- - Monday, July 18, 2011


Borders’ fate to be decided this week

NEW YORKBorders Group is edging closer to extinction after no new bids surfaced on Monday in an auction process for the bookstore chain other than the opening bid from two liquidation firms.

Borders Group, which helped pioneer the big-box bookseller concept and once operated more than 1,000 stores before shrinking to its current 400, last week assigned the opening bid in its auction process set for Tuesday to two liquidation firms, Hilco Merchant Resources and Gordon Brothers Group. The move came after a bid fell through from private-equity firm Najafi Cos. that could have kept the chain a going concern. Creditors and landlords said liquidation was a better deal.

If no other bids materialize, the auction will be canceled and a final court approval hearing on the liquidators’ bid will be held Thursday.

Borders spokeswoman Mary Davis had no comment on the bidding process.


Debt worries drag down market

NEW YORK — Europe’s debt troubles and an impasse over lifting the U.S. government’s borrowing limit are dragging down stocks.

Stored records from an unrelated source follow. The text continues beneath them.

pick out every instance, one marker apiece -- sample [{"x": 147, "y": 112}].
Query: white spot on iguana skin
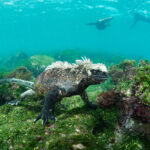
[{"x": 27, "y": 93}]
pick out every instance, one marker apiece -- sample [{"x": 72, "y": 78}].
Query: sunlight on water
[{"x": 56, "y": 24}]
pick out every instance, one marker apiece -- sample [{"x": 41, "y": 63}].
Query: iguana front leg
[
  {"x": 84, "y": 97},
  {"x": 23, "y": 95},
  {"x": 49, "y": 105}
]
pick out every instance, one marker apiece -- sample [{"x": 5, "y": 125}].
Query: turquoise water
[{"x": 50, "y": 25}]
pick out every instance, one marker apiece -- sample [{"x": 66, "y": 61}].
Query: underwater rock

The S&P 500 index dropped 11 points, or 0.8 percent, to close at 1,305. The Dow Jones industrial average fell 95 points, 0.8 percent, to 12,385.

The Nasdaq fell 25 points, or 0.9 percent, to 2,765.

The results of stress tests on European banks released last week came under deeper scrutiny. The tests failed to measure how banks would fare if Greece or Italy defaults.

In the U.S., the debt limit debate remains at a standstill. The limit must be raised by Aug. 2 or the government risks a default.

Five stocks fell for every one that rose on the New York Stock Exchange. Volume was slightly below average at 3.7 billion shares.


Bank of America shares hit two-year low

NEW YORK — Bank of America shares hit a two-year low Monday.

The stock fell 3.6 percent in midday trading, hitting a low of $9.53. It is the only large bank with a share price in the single digits.

Most bank stocks fell Monday on fears about the effect of a potential U.S. government debt default. Banks hold large amounts of U.S. Treasurys as liquid assets to use almost like cash on hand. Citigroup Inc.’s shares are down 3.5 percent to $37, JPMorgan Chase & Co.’s stock was down 1.3 percent to $39.50, and Wells Fargo & Co.’s shares fell 2.4 percent to $26.52.

However, investors have been selling off Bank of America stock for several months. In the past 12 months, Bank of America Corp.’s stock has fallen 35 percent, making it the third worst performing stock in the Standard & Poor’s 500 index. On Friday, the stock fell below $10 for the first time since May 2009. The stock had traded as low as $2.53 in February 2009 during the throes of the financial crisis.

The stock decline is a setback for the nation’s largest bank and its CEO Brian Moynihan, who has had to deal with multiple crises in the last year. Most have been related to mortgage problems stemming from the bank’s 2008 purchase of Countrywide Financial.


GM to update pickup factory

FLINT, Mich. — General Motors plans to spend $328 million to update a factory in Flint to build the next generation of full-size pickup trucks.

The investment will pay for equipment to build the new Chevrolet Silverado and GMC Sierra pickup trucks, which are due in showrooms early in 2013.

The investment is part of $2 billion GM is spending to create or retain 4,000 jobs in eight states over the next 18 months.

At the Flint Assembly Plant, it will add about 150 jobs, said Dana Rouse, bargaining chairman for the United Auto Workers union local at the plant.

The plant currently employs 2,047 people and made 115,000 trucks last year. GM also makes pickups in Silao, Mexico.

GM U.S. pickup truck sales were up about 13 percent through June compared with a year earlier, about the same increase as the overall U.S. market.


Amazon: Students can rent digital textbooks

SAN FRANCISCO | Amazon.com on Monday began letting students rent textbooks on Kindle electronic readers.

Kindle Textbook Rentals lets students pay based on how long they want to use textbooks, with periods ranging from 30 days to 360 days.

Renting a digital version of textbooks on a Kindle for a month can save students as much as 80 percent of the price of buying the works, said Amazon Kindle vice president Dave Limp.

Amazon boasted having tens of thousands of digitized textbooks at amazon.com/kindletextbooks from publishers such as John Wiley & Sons, Elsevier and Taylor & Francis.

Students’ margin notes and highlights will be stored in the Amazon’s cloud and will be accessible if students decide to re-rent or purchase the books sometime after having completed the rental term, according to E-Commerce Times.